The reason was supposedly low ratings, but AllTV.com intercepted an in-house memo in which a network executive complained: “Donahue represents a difficult public face for NBC in a time of war. At the same time, our competitors are waving the flag at every opportunity.”
MSNBC, presently the liberal lion of cable news, would like to whitewash their role in cheering the Iraq conflict on, but the historical record is clear. Chris Matthews, also of MSNBC, claimed that he was against the war from the beginning and yet that is out of sync with reality.

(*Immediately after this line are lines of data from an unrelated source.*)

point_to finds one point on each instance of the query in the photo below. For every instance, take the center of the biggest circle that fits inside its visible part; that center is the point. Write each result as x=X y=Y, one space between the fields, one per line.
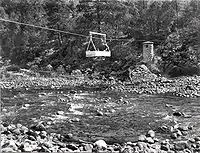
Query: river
x=93 y=114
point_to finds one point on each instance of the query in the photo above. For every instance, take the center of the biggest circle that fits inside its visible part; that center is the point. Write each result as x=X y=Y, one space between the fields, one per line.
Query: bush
x=13 y=68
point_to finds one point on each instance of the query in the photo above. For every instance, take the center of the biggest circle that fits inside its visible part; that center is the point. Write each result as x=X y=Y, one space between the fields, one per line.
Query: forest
x=173 y=26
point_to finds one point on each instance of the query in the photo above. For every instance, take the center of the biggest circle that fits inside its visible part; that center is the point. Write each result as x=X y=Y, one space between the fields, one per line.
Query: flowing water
x=95 y=114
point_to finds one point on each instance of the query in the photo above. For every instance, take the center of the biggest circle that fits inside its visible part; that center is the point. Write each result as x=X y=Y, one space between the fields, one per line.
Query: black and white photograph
x=100 y=76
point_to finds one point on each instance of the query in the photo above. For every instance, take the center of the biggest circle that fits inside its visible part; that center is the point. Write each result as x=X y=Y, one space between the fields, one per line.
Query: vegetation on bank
x=173 y=26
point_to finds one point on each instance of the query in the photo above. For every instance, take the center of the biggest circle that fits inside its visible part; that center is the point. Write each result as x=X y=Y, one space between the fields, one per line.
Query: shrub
x=13 y=68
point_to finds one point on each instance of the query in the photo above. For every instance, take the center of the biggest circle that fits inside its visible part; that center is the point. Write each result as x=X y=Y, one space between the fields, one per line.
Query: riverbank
x=148 y=83
x=18 y=138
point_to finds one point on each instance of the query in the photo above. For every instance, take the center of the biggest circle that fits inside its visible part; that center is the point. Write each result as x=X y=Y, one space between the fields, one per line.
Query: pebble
x=100 y=144
x=99 y=113
x=180 y=145
x=60 y=112
x=151 y=133
x=150 y=140
x=88 y=147
x=142 y=138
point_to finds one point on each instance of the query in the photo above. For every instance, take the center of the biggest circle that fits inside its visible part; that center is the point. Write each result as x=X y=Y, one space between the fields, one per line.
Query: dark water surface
x=91 y=115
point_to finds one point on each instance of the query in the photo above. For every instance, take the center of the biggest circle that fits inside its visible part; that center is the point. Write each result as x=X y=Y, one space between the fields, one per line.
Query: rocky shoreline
x=147 y=83
x=18 y=138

When Bush delivered a nationally televised speech from the deck of the USS Abraham Lincoln on May 1, 2003, the infamous Mission Accomplished banner speech, Matthews was, at that time, worshipping in the temple of the converted:
“He won the war. He was an effective commander. Everybody recognizes that, I believe, except a few critics … He looks for real. … [H]e didn’t fight in a war, but he looks like he does. … We’re proud of our president … Women like a guy who’s president. Check it out. The women like this war. I think we like having a hero as our president.”
This is what we are expected to forget about; these are the thoughts and words we are supposed to erase from our collective memories. This slaughter of reason and appropriate rationale was near total; it was almost complete from every corner of the media.
The untold legacy of the Bush administration is in fact the attack on reason and facts that is so prevalent today. It appears their resolve to repeat a lie was stronger than that of a media who couldn’t get around to discovering the truth.
It can be argued that because of this dereliction of duty by the press, it gave birtherism, Breitbartism and the various conspiracy theories, which would have been laughed into oblivion, a foothold (some would say stranglehold) in our nation’s social and political discourse.
Conclusion
Justice is turned back and righteousness stands far away. Truth has fallen in the street, and honesty can’t come in — Isaiah
The are many things to mourn and regret regarding our excursion into Iraq, the displaced, decimated and deceased Iraqis; the wounded and war-dead of this country and the money that could have been spent creating jobs, rebuilding a crumbling infrastructure and educating our nation’s children, gone down the rabbit hole of delusion.
But let us never forget where and how it all began. The displacements and plundering of treasure could not have happened without the complicity and cowardly actions of many of those in Congress; the deaths that happened as a result of the invasion and occupation could not have taken place without the pound of flesh that was first gutted from the truth.